I'm trying to use a lookbehind and a lookahead in a Grok custom pattern and getting pattern match errors in the Grok debugger that I cannot resolve.

This is for archiving system logs. I am currently trying to parse the postgrey application.

Given data such as:

2019-04-09T11:41:31-05:00 67.157.192.7 postgrey: action=pass, reason=triplet found, delay=388, client_name=unknown, client_address=103.255.78.9, sender=members@domain.com, recipient=person@domain.com

I'm trying to use the following to pull the string between "action=" and the comma immediately following it as the field "postgrey_action":

%{TIMESTAMP_ISO8601:timestamp} (?:%{SYSLOGFACILITY} )?%{SYSLOGHOST:logsource} %{SYSLOGPROG} (?<postgrey_action>(?<=action=).+?(?=\,))

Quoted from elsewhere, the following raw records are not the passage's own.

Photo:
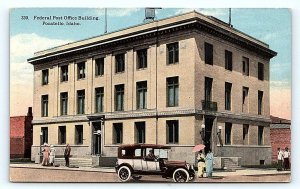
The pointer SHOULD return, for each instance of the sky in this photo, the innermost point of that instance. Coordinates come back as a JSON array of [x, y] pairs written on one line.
[[272, 26]]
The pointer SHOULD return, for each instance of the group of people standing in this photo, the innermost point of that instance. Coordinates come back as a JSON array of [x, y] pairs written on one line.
[[49, 155], [205, 163], [283, 159]]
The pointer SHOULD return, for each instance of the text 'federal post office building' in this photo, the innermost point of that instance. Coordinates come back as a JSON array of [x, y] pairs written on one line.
[[180, 81]]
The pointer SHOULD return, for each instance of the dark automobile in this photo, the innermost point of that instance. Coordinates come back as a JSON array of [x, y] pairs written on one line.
[[149, 159]]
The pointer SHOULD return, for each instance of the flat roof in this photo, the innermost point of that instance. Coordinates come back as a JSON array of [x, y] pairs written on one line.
[[158, 25]]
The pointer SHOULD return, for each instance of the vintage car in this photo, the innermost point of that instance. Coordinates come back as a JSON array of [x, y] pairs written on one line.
[[149, 159]]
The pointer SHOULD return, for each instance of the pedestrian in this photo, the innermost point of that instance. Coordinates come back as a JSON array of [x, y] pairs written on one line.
[[286, 159], [279, 159], [46, 152], [201, 163], [52, 155], [67, 155], [209, 163]]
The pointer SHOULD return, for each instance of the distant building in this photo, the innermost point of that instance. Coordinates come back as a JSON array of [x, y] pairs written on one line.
[[21, 135], [280, 135], [180, 81]]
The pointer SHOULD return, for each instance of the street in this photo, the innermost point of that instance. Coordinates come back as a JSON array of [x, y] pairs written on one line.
[[73, 175]]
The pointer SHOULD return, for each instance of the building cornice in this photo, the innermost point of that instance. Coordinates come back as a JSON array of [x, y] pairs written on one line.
[[156, 29], [149, 114]]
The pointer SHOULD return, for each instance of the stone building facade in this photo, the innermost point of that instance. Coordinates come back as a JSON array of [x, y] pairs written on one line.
[[21, 135], [180, 81]]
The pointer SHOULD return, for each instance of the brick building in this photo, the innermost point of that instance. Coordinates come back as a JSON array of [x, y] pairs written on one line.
[[280, 135], [21, 135], [179, 81]]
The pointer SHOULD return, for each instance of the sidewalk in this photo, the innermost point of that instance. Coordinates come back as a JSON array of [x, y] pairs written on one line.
[[245, 172]]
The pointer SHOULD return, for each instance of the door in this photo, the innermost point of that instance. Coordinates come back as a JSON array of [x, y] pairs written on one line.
[[97, 138], [209, 122]]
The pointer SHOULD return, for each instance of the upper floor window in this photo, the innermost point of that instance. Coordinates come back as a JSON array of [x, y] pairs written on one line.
[[228, 96], [228, 60], [64, 73], [141, 97], [245, 66], [78, 134], [172, 91], [44, 105], [99, 95], [142, 59], [80, 101], [173, 53], [172, 132], [260, 70], [209, 53], [45, 77], [260, 135], [81, 70], [64, 103], [260, 102], [119, 97], [120, 62], [118, 133], [99, 66], [228, 127], [140, 132]]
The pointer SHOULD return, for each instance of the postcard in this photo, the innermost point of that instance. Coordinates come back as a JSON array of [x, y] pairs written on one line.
[[150, 95]]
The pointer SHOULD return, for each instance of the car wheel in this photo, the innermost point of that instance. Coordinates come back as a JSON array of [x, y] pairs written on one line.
[[180, 175], [124, 173]]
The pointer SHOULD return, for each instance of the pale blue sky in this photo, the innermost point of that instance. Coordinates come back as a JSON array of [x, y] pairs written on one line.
[[272, 26]]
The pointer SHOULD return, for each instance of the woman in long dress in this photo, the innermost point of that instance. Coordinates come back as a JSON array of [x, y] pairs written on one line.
[[209, 163], [52, 155], [201, 164]]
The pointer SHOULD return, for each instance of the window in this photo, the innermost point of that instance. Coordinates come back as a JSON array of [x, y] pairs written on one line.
[[119, 97], [64, 73], [81, 70], [260, 70], [260, 135], [44, 137], [209, 53], [260, 102], [245, 99], [120, 63], [228, 127], [142, 59], [140, 132], [173, 54], [141, 96], [44, 105], [228, 60], [245, 66], [78, 134], [80, 101], [64, 103], [172, 91], [118, 133], [172, 132], [62, 135], [99, 66], [208, 89], [99, 99], [228, 96], [245, 133], [45, 77]]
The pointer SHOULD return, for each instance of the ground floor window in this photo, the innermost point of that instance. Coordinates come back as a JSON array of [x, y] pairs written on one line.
[[172, 132]]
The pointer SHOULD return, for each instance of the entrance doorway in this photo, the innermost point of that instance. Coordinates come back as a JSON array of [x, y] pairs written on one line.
[[97, 138], [209, 122]]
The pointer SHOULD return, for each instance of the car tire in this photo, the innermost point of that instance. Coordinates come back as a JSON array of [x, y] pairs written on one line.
[[124, 173], [180, 175]]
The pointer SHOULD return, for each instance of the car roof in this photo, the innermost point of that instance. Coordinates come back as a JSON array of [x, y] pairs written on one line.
[[143, 146]]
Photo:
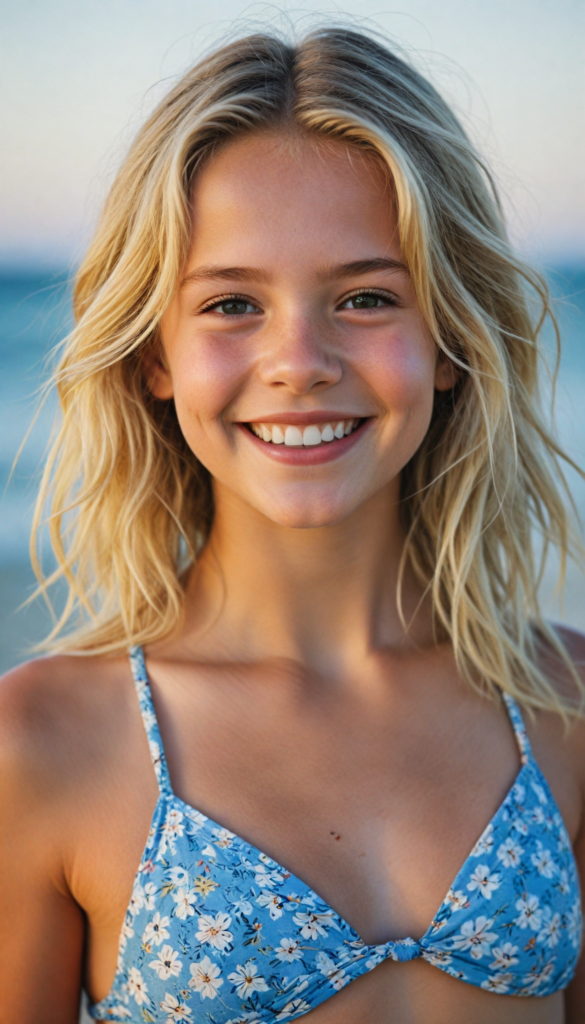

I expect to see the following output:

{
  "program": "dhcpd:",
  "logsource": "66.146.192.67",
  "timestamp": "2019-04-09T11:41:31-05:00"
  "postgrey_action": "pass"
}

Instead, from the debugger, I receive "Provided Grok patterns do not match data in the input".

How can I properly make this lookbehind/lookahead work?

Edit: I should note that without the postgrey_action match at the end of the Grok pattern, the Grok Debugger runs and works as expected (using linux-syslog and grok-patterns).

Logstash version 6.3.2

回答1:

As a work around, I have resorted to modifying my syntax, using a custom patterns file, and referencing it in each filter using the patterns_dir directive.

Ex. My pattern:

POSTGREY %{TIMESTAMP_ISO8601:timestamp} (?:%{SYSLOGFACILITY} )?%{SYSLOGHOST:logsource} %{SYSLOGPROG} (action=)%{WORD:postgrey_action}(,) (reason=)%{DATA:postgrey_reason}(,) (delay=)%{NUMBER:postgrey_delay}(,) (client_name=)%{IPORHOST}(,) (client_address=)%{IPORHOST:postgrey_clientaddr}(,) (sender=)%{EMAILADDRESS:postgrey_sender}(,)

My filter:

    if "postgrey" in [program]  {
        grok {
        match => { "message" => "%{POSTGREY}"}
        patterns_dir => ["/etc/logstash/patterns"]
        overwrite => [ "message" ]
        }
    }

However, this workaround still does not answer my original question, which is, why did my initial approach not work?

Looking at the Oniguruma Regex documentation and the Grok filters documentation, it's not clear to me what is wrong with my original syntax or how a look-ahead/look-behind should be properly implemented with grok regex named capture. If it is not supported, it should not be documented as such.